The International Plant Protection Convention, signed by 81 countries, does not specify a minimum number of signatories. This agreement is weaker than the regional agreements, however, because it calls only for the establishment of national plant protection organizations with the authority to issue a standard phytosanitary certificate and to regulate the entry of plants and plant products. These requirements are so weak that they do not provide a strong inducement for accession. The Convention for the Establishment of the European and Mediterranean Plant Protection Organization, signed by 31 countries, also carries fairly weak obligations and includes no provision for termination.
As noted earlier, fisheries agreements generally provide for both cooperative research and regulation. According to Caldwell (1984, p. 34), these IEAs have been more successful at research than at regulation:
"International cooperative efforts in fisheries research have enjoyed moderate success; difficulties arise when regulatory measures for the conservation of fisheries are proposed. The historical experience has been that freedom of the seas and national rights are invoked to cover the immediate economic interest of the fisheries industries, as in the Cod Wars (1952-76) between Iceland and Great Britain."
Caldwell (1984, p. 35) adds:
"With the exception of the North Pacific Fur Seal Convention, a plausible case could be made that, had none of the international conservation agreements negotiated prior to 1970 been consummated, the state of fisheries and world wildlife generally would not have been significantly different."
It is true that most fisheries agreements impose weak requirements upon signatories. The Agreement for the Establishment of a General Fisheries Council for the Mediterranean, for example, facilitates cooperative research but no management regime.
Some agreements do seem to influence fisheries management to some degree, however. The International Convention for the High Seas Fisheries of the North Pacific Ocean, negotiated by the United States, Canada and Japan, allows its commission to "recommend necessary joint conservation measures" and actually bans fishing of certain species in certain areas by Japan in one case and by Japan and Canada in another. This agreement ceases to remain in force if any one of the parties withdraws.
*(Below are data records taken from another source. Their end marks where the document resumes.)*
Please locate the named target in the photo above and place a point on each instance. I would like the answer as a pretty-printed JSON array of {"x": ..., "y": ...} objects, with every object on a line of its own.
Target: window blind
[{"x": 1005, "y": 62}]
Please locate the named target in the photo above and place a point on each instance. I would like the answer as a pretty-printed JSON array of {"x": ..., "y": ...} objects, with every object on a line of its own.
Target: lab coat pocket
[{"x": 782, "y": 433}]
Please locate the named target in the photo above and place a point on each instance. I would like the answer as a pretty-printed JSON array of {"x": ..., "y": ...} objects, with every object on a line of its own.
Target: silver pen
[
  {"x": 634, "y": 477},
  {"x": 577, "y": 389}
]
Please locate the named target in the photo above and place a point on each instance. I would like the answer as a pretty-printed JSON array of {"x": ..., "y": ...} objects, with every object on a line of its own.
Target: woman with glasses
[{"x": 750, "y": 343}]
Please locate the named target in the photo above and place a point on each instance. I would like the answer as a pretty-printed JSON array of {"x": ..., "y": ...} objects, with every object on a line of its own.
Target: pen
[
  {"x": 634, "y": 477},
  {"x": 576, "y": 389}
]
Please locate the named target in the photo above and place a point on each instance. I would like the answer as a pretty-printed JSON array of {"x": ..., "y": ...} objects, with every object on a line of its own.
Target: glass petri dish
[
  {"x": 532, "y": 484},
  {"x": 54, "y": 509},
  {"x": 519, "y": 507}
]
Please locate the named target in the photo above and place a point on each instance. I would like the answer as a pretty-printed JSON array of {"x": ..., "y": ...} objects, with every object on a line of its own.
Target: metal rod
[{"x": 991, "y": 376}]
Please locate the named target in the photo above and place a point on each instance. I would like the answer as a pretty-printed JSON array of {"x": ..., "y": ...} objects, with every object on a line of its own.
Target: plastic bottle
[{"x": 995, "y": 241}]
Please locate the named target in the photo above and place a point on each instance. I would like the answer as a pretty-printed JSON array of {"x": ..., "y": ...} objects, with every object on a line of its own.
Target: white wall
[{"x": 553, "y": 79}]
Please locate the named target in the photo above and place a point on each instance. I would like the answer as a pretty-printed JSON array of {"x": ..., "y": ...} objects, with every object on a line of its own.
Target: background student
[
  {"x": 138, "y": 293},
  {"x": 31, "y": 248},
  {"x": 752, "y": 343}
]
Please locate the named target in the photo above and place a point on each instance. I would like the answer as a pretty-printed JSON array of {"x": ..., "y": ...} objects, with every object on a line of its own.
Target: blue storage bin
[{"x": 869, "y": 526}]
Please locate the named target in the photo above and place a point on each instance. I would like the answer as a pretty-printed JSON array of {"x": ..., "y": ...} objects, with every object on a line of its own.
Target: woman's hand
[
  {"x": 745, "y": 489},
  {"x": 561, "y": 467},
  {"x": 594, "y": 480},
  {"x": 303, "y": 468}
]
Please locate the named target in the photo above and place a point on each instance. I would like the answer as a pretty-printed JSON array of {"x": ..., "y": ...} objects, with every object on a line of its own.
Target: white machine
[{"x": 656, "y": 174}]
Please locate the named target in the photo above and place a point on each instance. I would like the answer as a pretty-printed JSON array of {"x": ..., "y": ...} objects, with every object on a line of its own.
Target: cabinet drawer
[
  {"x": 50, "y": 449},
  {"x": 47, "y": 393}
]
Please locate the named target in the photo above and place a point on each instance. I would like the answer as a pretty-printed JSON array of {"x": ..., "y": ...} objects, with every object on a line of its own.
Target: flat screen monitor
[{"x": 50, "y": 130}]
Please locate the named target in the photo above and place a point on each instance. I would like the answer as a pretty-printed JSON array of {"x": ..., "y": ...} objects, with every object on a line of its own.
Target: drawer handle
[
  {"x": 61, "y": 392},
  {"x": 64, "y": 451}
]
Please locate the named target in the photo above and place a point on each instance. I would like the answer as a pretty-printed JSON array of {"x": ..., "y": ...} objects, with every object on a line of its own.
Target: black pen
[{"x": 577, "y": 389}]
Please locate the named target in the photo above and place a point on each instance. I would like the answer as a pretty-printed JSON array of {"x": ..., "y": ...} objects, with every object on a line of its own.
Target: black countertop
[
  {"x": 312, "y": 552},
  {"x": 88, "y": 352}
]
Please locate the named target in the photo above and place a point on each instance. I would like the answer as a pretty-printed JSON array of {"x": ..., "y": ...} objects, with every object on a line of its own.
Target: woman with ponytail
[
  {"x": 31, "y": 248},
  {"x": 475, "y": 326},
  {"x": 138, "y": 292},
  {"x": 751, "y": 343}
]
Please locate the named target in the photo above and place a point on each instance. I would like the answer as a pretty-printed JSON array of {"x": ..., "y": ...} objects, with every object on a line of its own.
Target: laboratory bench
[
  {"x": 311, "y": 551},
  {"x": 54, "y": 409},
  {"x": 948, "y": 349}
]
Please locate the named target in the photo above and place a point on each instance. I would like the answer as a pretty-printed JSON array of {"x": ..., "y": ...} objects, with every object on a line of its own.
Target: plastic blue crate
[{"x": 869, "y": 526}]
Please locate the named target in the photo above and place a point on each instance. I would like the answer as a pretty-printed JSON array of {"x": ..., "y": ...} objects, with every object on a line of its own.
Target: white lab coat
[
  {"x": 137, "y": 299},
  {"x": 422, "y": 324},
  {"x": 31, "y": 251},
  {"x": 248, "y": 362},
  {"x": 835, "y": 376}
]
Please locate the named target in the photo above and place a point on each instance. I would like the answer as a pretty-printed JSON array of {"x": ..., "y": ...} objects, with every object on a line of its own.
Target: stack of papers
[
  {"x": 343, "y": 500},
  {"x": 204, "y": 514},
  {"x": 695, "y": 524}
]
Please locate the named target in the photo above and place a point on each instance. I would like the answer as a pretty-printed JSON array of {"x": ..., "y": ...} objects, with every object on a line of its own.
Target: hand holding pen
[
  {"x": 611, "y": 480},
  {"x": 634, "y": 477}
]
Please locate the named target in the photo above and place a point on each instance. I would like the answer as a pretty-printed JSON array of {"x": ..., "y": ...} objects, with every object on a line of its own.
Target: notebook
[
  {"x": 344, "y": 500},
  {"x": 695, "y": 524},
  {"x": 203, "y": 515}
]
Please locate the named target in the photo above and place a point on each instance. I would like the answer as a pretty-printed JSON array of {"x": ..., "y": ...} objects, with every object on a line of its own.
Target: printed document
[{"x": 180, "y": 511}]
The Convention for the Conservation of Salmon in the North Atlantic Ocean, signed by seven countries plus the European Community, bans salmon fishing outside territorial waters and establishes a conservation organization, comprised of a council and three regional commissions, which may make recommendations concerning fisheries management. But the powers of the council are limited. For example, Article 4 of the convention states:
"The Council shall have the authority to make recommendations to the Parties and the Commissions on matters concerning salmon stocks subject to this Convention, including the enforcement of laws and regulations, provided that no recommendation shall be made concerning the management of salmon harvests within the area of fisheries jurisdiction of a Party". (emphasis added)
Perhaps the greatest challenge to the theory developed in Chapter 3 is the Montreal Protocol. Like the North Pacific Fur Seal Treaty, this agreement is remarkable in a number of respects.
First, it imposes what seem to be quite harsh obligations. Under the June 1990 revisions, signatories must essentially ban 20 "ozone-depleting substances" by the end of the century. Second, the rev ised protocol establishes a fund that channels resources to developing-country signatories in order to compensate for the "incremental costs" of complying with the agreement. Third, the agreement prohibits trade in CFCs, products containing CFCs or products made using the banned substances. The agreement, therefore, ensures that abatement by signatories is not offset by imports from nonsignatories. Furthermore, non-signatories are provided with an incentive to accede to the agreement.
Unlike the North Pacific Fur Seal Treaty, however, the Montreal Protocol deals with a global environmental problem. The theory presented in Chapter 3 suggested that an IEA may be signed by many signatories, each agreeing to undertake substantial action, when the gap between the non-cooperative and fully cooperative outcomes is very small (Barrett, 1992b). Evidence suggests that this gap is small in the case of ozone depletion. First, a number of countries took unilateral action years before the Montreal Protocol was adopted.The United States, for example, banned the use of CFCs in aerosols in the late 1970s. Second, a cost-benefit analysis carried out by the United States Environmental Protection Agency in 1988 estimated that the benefit to the United States of participating in the Montreal Protocol would be US$3 575 000 million, while the costs of participation would be only US$2 1 000 million. Clearly, the incentives to participate were overwhelming for the United States, and it must be emphasized that United States costs of participation are likely to be high because of the unilateral action it took previously. Most important, this same study estimates that the benefits to the United States of undertaking the obligations of the Montreal Protocol unilaterally were US$ 1373 000 million compared to US$2 1 000 million in costs. Thus, it was certainly in the interest of the United States to carry out the terms of the Montreal Protocol whether or not other countries did likewise. In other words, the Montreal Protocol, although seeming to have attained very substantial cooperation, may not have achieved much more than would have been realized in the non-cooperative outcome.
Taken together, the theory developed in Chapter 3 (p. 21) seems to be supported by the evidence. The success of international cooperation depends largely on the ability to deter free riding. When few countries exploit a resource, free riding can be effectively deterred. When the number of countries involved is large, however, free riding is much more difficult to prevent.